Muito mais do que um simples arroubo literário de Lovecraft, temos sem dúvida um verdadeiro mapa de tudo o que ele falou em sua obra. Ele mostra que antes de ser um prosador, por certo é um poeta exímio. Em outras palavras, as conexões são inúmeras e é estonteante poder se deparar com cada elo, estejam elas na sua cosmologia ou nas suas experiências de vida.

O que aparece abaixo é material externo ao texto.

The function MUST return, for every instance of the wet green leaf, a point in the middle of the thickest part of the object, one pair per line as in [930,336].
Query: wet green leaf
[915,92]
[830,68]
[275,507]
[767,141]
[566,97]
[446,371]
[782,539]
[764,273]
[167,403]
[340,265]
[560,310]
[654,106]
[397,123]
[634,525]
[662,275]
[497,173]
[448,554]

Os paratextos mais do que necessários
Se as edições da Editora Clepsidra possuem uma marca inconfundível, dentre tantas possíveis de elencarmos, certamente uma delas são seus paratextos. Abaixo comento sobre cada um deles, para que você possa entender como são fundamentais.
Posfácio de Caio Bezarias
Caio Bezarias nos presenteia com uma análise ímpar. Ela nos permite entender a importância desta obra. Autor do livro Mitologia Lovecraftiana: A Totalidade pelo Horror (leia nossa resenha aqui), por sinal uma das melhores obras sobre H. P. Lovecraft já escrita em língua portuguesa, Bezarias mais uma vez nos mostra seu olhar aguçado sobre o trabalho não apenas de Lovecraft, mas também de David E. Schultz em seu prefácio e suas notas.
Ele nos aponta como em Os Fungos de Yuggoth, Lovecraft renega o rótulo de adjetivador exagerado, através de sua poesia. Esta é, por sinal, uma dentre inúmeras colocações interessantes em seu texto. Leitura obrigatória e rica, como sempre.
O apêndice de Felipe da Silva Vale
Ao terminar estupefato o posfácio, é a vez de Felipe Vale da Silva nos maravilhar com a análise do homem Howard Phillips Lovecraft. Dissecando as experiências do Cavalheiro de Providence, ele nos leva por uma caminhada histórica, seguindo os passos do autor.
Visitamos assim os locais por onde ele andou, seus círculos sociais, o relacionamento com sua companheira Sonia Greene e tudo mais que fez o recluso perceber que o mundo era muito maior do que ele sequer imaginava. Neste momento realizamos que qualquer opinião que tivéssemos sobre o autor está errada, para não dizer pedante e rasa.
Felipe nos mostra o ser humano em sua miríade de possibilidades. Somos convidados a perceber um homem, que repleto de visões limitadas, se percebe em meio ao caos urbano de um mundo frenético. Lovecraft não foi feito para aquele mundo e sua visão escapista acaba se revelando uma forma pessoal de lidar com tudo o que se defrontava. Que texto!
Uma tradução primorosa
O trabalho de Douglas Cordare precisa ser novamente elogiado. Seu texto final, para mim, foi a carta de um desbravador. O testemunho de um bravo que subiu nos ombros de Lovecraft para nos entregar o melhor.
Este livro inegavelmente já pode ser considerado como uma obra prima na história brasileira das publicações de H. P. Lovecraft. Não existe igual, nem mesmo paralelo. Terminamos assim, assombrados pelo trabalho executado pelo tradutor.
Considerações finais
Em conclusão, temos uma pérola rara conseguida através de um trabalho primoroso de resgate. Trazer Os Fungos de Yuggoth da forma como este livro se apresenta, certamente pode ser visto como um marco não apenas no catálogo da editora, como também no mercado literário. Deixo aqui meu elogio e admiração ao editor e amigo Cid Vale Ferreira.
Se você, assim como eu, deseja conhecer mais sobre H. P. Lovecraft, este livro precisa estar na sua estante, lhe atormentando pelo resto dos dias. Representa certamente a obra prima de um homem repleto de questões pessoais que ousou mostrar o seu tormento ao mundo, ao preço pessoal que fosse.
Deixo assim uma pergunta final: já garantiu o seu?